Par son obstination à donner des leçons et prédire le pire pour le Sénégal (logé par son diagnostic superficiel dans une zone de turbulences) M. Rufin risque de donner raison à cette partie de l'opinion qui met sa posture et ses sorties au compte des frustrations provoquées par sa défenestration de son poste diplomatique de Dakar.
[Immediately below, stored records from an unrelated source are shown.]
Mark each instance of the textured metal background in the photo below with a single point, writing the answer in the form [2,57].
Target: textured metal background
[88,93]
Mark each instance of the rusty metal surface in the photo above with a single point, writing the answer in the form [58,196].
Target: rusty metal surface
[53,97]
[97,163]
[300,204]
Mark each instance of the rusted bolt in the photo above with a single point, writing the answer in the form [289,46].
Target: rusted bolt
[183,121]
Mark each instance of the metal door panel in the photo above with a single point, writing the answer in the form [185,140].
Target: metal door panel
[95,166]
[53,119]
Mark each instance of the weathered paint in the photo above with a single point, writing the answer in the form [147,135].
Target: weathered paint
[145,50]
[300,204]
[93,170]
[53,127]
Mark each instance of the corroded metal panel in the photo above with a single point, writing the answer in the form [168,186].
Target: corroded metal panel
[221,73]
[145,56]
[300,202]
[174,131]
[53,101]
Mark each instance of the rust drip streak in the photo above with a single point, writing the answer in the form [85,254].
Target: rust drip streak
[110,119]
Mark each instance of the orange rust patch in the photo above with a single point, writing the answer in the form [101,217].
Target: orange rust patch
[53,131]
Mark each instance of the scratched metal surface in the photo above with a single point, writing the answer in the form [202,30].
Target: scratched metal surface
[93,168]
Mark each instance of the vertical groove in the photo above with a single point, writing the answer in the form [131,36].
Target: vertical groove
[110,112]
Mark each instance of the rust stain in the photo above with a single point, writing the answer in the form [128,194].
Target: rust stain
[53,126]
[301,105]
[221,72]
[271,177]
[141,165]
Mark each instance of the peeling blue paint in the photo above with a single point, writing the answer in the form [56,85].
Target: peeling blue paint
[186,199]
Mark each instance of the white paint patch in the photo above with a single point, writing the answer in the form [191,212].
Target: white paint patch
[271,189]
On a du mal à comprendre en effet la récurrence de propos dénotant une si grande inimitié pour le Sénégal et ses dirigeants. Cela porte un sacré coup à l'image qu'on est en droit d'avoir de l'académicien et de l'intellectuel.
Du reste la persistance du fiel déversé sur le Sénégal et ses dirigeants actuels nous amène, comme beaucoup d'autres, à nous poser la question de savoir de qui Mr Rufin est-il donc le porte-voix.
En définitive, je veux juste dire vous dire, M. Rufin, que si ce le Sénégal dont vous portez la décoration par la volonté du Président Macky SALL, vous rebute tant, alors, passez votre chemin; mais de grâce, Mr Rufin, épargnez-nous une inutile inimitié accoucheuse de tensions et d'incongruités, qui brisent la plume dans un fiel infécond, politiquement risqué et intellectuellement dévalorisant.